As I shake each student’s hand, a ritual we use to end the class, each student also has the option to tell me his or her self-assigned score. I also keep my own score for each child every day. Every two weeks, students turn in their charts to me. If a child’s numbers disagree with mine consistently, I hold a social conference with the child to talk about what each of us has observed.

In addition to providing closure to our time together, the Responsible Student Rubric helps students develop self-discipline and nourishes academic excellence. And the written record of behavior assessments from both the child and me can provide valuable support for discussions during parent-teacher conferences.

Verlette Straub teaches fourth grade humanities at Rolling Hills Elementary School in Holland, Pennsylvania.

A: I have a vision for the end of the day in middle school that I have been sharing in workshops, institutes, and in my writing for the past several years. In this vision, the last class of the day would end 15 minutes before dismissal, and students would spend those last 15 minutes in a “last period” reflecting on the day and regrouping mentally.

Here’s how the end of the day looks now in middle schools across America: It’s nearing the end of last period. Sports and other after-school activities await the students, who are thinking of everything but the content of their class. But determined teachers push on, teaching to the last minute in their effort to make good use of the time.

Finally the bell rings, and students pour out of school buildings, their thoughts as scattered as the directions they’re traveling in to get to their various after-school activities. “Who will pitch in softball today?” “Gotta find Sarah before she gets on the bus.” “Wish I could get my braces off before Jules.” There is no time to collect the day, share successes and difficulties, and breathe deeply before the next big challenges of the afternoon.

Now imagine something quite different: 15 minutes before dismissal, students return to their homeroom and gather in the “Circle of Power and Respect” (CPR), the same circle they started the day in.

The teacher waits as the natural conversations of the day spill into the circle. When everyone settles down, she says, “Let’s start with a go ’round, and then you’ll pair up with your test-prep partner to go over some of the strategies you’ve been working on for the state test.”

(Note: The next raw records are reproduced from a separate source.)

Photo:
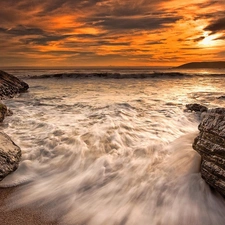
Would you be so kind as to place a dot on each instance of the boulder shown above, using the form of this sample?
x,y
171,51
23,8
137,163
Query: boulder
x,y
3,112
196,107
210,144
11,85
10,155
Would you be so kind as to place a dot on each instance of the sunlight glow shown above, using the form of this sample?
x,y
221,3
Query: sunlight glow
x,y
209,40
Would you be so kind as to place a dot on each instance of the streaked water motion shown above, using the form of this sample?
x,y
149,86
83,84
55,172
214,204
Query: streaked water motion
x,y
113,151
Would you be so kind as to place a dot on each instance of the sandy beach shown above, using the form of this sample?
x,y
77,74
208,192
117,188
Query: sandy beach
x,y
23,216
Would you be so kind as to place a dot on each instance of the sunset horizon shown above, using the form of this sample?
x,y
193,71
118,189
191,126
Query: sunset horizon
x,y
90,33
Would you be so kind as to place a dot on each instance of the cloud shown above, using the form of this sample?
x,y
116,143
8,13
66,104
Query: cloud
x,y
215,26
125,31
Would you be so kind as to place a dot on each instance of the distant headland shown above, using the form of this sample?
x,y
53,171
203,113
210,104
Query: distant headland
x,y
199,65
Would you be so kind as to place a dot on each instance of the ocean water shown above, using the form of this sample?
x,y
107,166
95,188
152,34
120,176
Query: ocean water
x,y
103,149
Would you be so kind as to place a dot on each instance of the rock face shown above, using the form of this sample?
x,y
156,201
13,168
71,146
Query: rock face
x,y
3,112
10,85
196,107
10,155
210,144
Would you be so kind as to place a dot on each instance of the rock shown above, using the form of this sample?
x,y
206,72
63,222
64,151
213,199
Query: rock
x,y
10,155
11,85
3,112
210,144
196,107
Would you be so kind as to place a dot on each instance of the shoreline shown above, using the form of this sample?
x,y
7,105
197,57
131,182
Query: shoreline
x,y
21,216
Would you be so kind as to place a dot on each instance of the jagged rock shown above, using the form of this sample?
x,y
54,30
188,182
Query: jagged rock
x,y
210,144
11,85
3,112
10,155
196,107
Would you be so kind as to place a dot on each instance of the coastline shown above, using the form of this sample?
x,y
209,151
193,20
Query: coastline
x,y
25,216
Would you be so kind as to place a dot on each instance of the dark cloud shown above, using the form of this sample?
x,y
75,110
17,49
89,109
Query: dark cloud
x,y
21,31
126,23
199,39
153,43
215,26
44,40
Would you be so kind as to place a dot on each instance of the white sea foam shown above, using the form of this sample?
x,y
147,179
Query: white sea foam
x,y
100,152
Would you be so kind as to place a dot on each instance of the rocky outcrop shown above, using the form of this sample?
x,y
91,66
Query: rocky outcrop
x,y
210,144
10,155
11,85
196,107
3,112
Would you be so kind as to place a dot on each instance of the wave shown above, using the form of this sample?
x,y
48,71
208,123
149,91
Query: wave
x,y
108,75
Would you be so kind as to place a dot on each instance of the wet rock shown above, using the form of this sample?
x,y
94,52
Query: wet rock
x,y
3,112
196,107
210,144
10,155
11,85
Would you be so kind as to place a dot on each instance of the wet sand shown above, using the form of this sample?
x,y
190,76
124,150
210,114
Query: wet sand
x,y
23,216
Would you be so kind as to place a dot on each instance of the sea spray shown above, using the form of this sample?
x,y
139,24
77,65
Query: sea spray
x,y
120,152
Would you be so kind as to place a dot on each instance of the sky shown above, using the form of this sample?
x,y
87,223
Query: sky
x,y
111,32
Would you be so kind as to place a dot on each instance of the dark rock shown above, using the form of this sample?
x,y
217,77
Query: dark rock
x,y
11,85
10,155
3,112
210,144
196,107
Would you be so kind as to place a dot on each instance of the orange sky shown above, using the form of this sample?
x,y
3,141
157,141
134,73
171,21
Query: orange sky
x,y
111,32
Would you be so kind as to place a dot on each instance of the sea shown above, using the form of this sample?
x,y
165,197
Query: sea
x,y
113,146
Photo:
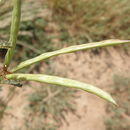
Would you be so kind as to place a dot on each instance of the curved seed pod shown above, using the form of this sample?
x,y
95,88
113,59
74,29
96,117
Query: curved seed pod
x,y
70,49
63,82
4,45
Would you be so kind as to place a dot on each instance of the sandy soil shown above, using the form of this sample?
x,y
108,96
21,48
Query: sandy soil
x,y
97,69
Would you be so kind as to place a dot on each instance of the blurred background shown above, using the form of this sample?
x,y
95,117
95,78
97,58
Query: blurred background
x,y
48,25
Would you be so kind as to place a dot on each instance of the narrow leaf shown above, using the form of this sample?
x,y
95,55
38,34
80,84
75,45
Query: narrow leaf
x,y
63,82
69,50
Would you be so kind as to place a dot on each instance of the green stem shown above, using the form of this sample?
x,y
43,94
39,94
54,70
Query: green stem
x,y
68,50
13,31
62,82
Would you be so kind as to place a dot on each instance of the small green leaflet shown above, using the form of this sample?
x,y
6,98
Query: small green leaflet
x,y
4,45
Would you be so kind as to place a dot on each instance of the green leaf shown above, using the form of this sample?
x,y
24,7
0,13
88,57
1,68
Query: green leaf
x,y
63,82
69,50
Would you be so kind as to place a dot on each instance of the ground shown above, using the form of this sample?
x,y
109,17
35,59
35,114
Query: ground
x,y
92,67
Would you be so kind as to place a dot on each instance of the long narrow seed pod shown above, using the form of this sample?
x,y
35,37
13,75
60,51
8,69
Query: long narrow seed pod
x,y
63,82
68,50
13,31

Students take a moment to think back on their day. Then those who want to share a comment do so. One student tells about a funny incident in history class when students presented their skit on westward expansion using a balloon that exploded before expected. Another student asks if anyone could explain the algebra assignment to her when the group breaks. After five minutes the entire homeroom is paired and practicing test strategies in math. The student who needed help with algebra is huddled with the teacher.

With two minutes to dismissal, the teacher gets the attention of homeroom. “Make sure you have all your homework. I look forward to seeing everyone tomorrow morning first thing. Have fun at the soccer game, especially you, Martin. Try to keep the goal empty.” Homeroom echoes with the cheer, “Martin, Martin, Martin, Martin . . .” The bell rings, and students leave last period with a sense of calm.

Chip Wood is a cofounder and current senior planner for Northeast Foundation for Children. One focus of his work is to bring The Responsive Classroom approach into middle schools.